Anderzijds, met betrekking tot het in de bestreden beslissing aangehaalde arrest nr. 238.596 van de Raad van State van 9 augustus 2016, wijst de Raad in de eerste plaats erop dat in een continentale rechtstraditie een arrest van de Raad van State op zich hoe dan ook geen rechtsgrond van een administratieve beslissing kan uitmaken. Bovendien stelt de Raad vast dat het arrest nr. 238.596 niet op 9 augustus 2016 werd gewezen, maar wel op 22 juni 2017, en dat dit arrest betrekking heeft op een problematiek inzake een milieuvergunning. Bijgevolg blijkt uit dit arrest geenszins hetgeen volgens de gemachtigde eruit zou blijken, met name het volgende: “Om het verblijfsrecht als gezinslid te bekomen, dient u niet enkel te voldoen aan de voorwaarden van artikel 40ter van de wet van 15/12/80 betreffende de toegang tot het grondgebied, het verblijf, de vestiging en de verwijdering van vreemdelingen, maar ook aan het recht tot binnenkomst in België”. Op basis van de context, het enigszins soortgelijke arrestnummer en de weergegeven inhoud van het arrest neemt de Raad aan dat de gemachtigde in zijn beslissing wenste te verwijzen naar het door de Raad zelf aangehaalde arrest nr. 235.598 van 9 augustus 2016. Zoals reeds is gebleken, oordeelt de Raad van State hierin precies het tegenovergestelde van wat de gemachtigde erin leest. Zo stelt de Raad van State uitdrukkelijk dat het, zonder dat het nodig is uit te maken of het aan de vreemdeling opgelegde inreisverbod een obstakel vormt voor het erkennen van het recht op verblijf als familielid van een Belg, volstaat erop te wijzen dat dat inreisverbod niet inhoudt dat deze vreemdeling de mogelijkheid wordt ontnomen om de erkenning van een dergelijk recht te vragen. Ook stelt de Raad van State dat de Raad terecht heeft vastgesteld dat geen enkele bepaling de Belgische staat toelaat om te weigeren de betrokken aanvraag van de vreemdeling in aanmerking te nemen en om zich niet uit te spreken over deze aanvraag omwille van het feit dat de vreemdeling is onderworpen aan een inreisverbod.
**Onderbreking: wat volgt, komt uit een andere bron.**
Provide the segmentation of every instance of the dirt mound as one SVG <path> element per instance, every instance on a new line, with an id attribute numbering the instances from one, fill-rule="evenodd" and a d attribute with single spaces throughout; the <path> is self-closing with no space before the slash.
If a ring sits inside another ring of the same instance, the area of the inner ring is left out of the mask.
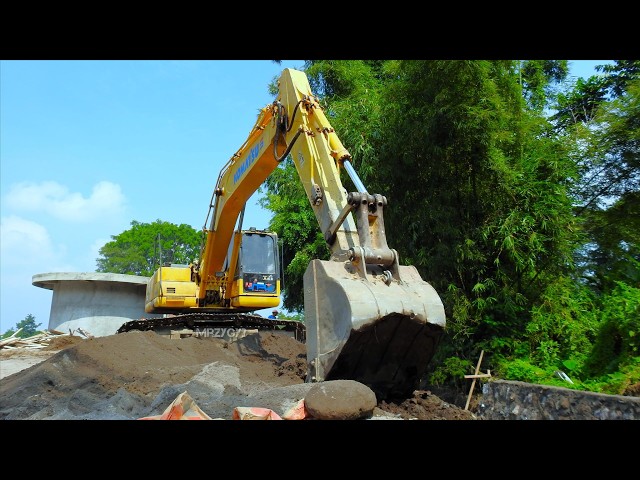
<path id="1" fill-rule="evenodd" d="M 444 402 L 428 390 L 416 390 L 413 397 L 400 403 L 382 401 L 378 408 L 405 420 L 476 420 L 470 411 Z"/>
<path id="2" fill-rule="evenodd" d="M 46 347 L 42 350 L 50 351 L 50 350 L 62 350 L 68 347 L 72 347 L 73 345 L 77 345 L 80 342 L 83 342 L 84 338 L 78 337 L 76 335 L 60 335 L 58 337 L 53 337 L 49 340 Z"/>
<path id="3" fill-rule="evenodd" d="M 304 351 L 303 344 L 288 336 L 264 332 L 234 343 L 220 338 L 171 340 L 139 331 L 81 340 L 4 378 L 0 418 L 47 417 L 59 407 L 87 413 L 98 400 L 124 393 L 149 404 L 164 387 L 184 384 L 212 363 L 234 367 L 247 385 L 303 383 L 283 365 Z"/>
<path id="4" fill-rule="evenodd" d="M 0 419 L 135 419 L 161 414 L 183 391 L 213 418 L 230 419 L 235 406 L 282 415 L 311 386 L 306 347 L 286 333 L 228 342 L 131 331 L 59 337 L 48 348 L 59 351 L 0 380 Z M 470 419 L 454 406 L 436 408 L 435 395 L 416 395 L 381 409 L 396 418 Z"/>

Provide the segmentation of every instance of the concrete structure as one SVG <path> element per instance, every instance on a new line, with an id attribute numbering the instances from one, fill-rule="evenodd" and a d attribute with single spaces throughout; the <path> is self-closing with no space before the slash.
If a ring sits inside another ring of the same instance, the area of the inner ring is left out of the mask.
<path id="1" fill-rule="evenodd" d="M 67 333 L 78 327 L 96 337 L 113 335 L 130 320 L 161 315 L 145 313 L 147 277 L 116 273 L 40 273 L 36 287 L 53 290 L 49 329 Z"/>

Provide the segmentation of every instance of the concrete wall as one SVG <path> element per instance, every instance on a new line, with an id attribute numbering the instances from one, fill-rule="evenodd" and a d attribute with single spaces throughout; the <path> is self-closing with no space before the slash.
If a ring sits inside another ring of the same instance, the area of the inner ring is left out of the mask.
<path id="1" fill-rule="evenodd" d="M 44 273 L 33 285 L 53 290 L 49 329 L 78 327 L 96 337 L 113 335 L 130 320 L 161 315 L 144 311 L 147 277 L 112 273 Z"/>
<path id="2" fill-rule="evenodd" d="M 482 386 L 485 420 L 640 420 L 640 397 L 495 380 Z"/>

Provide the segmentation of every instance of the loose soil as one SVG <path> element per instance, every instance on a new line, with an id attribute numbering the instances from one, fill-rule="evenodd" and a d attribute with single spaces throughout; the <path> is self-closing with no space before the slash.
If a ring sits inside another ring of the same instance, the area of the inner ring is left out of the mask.
<path id="1" fill-rule="evenodd" d="M 0 419 L 136 419 L 162 413 L 185 390 L 212 418 L 231 419 L 241 405 L 279 408 L 282 415 L 309 387 L 305 345 L 284 333 L 229 342 L 132 331 L 61 336 L 42 350 L 26 350 L 0 350 Z M 26 360 L 36 363 L 10 373 Z M 372 418 L 477 419 L 477 402 L 465 410 L 466 398 L 445 401 L 446 395 L 425 389 L 381 401 Z"/>

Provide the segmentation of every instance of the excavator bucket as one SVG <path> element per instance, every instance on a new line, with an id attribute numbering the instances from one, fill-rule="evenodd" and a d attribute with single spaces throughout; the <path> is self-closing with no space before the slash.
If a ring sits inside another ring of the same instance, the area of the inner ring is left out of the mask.
<path id="1" fill-rule="evenodd" d="M 411 395 L 445 326 L 435 289 L 413 266 L 393 278 L 312 260 L 304 275 L 307 381 L 356 380 L 379 400 Z"/>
Ten slotte oordeelt de Raad van State dat de Raad, gelet op deze terechte vaststelling, op geldige wijze hieruit kon afleiden dat de beslissing van het bestuur geen juridische grondslag heeft.
 
De weigering van de gemachtigde om de aanvraag van de verblijfskaart in overweging te nemen en zijn vaststelling dat de afgifte van de bijlage 19ter als onbestaande moest worden beschouwd, aangezien de verzoekende partij het voorwerp uitmaakt van een inreisverbod van drie jaar (genomen en betekend op 8 april 2016) dat nog steeds van kracht is, blijkt dan ook geen wettelijke basis te hebben.
 
Aangezien de bestreden beslissing geen afdoende juridische overwegingen bevat die eraan ten grondslag liggen, wordt een schending van de formele motiveringsplicht in het licht van de artikelen 40ter en 42 van de vreemdelingenwet en artikel 52 van het vreemdelingenbesluit aannemelijk gemaakt.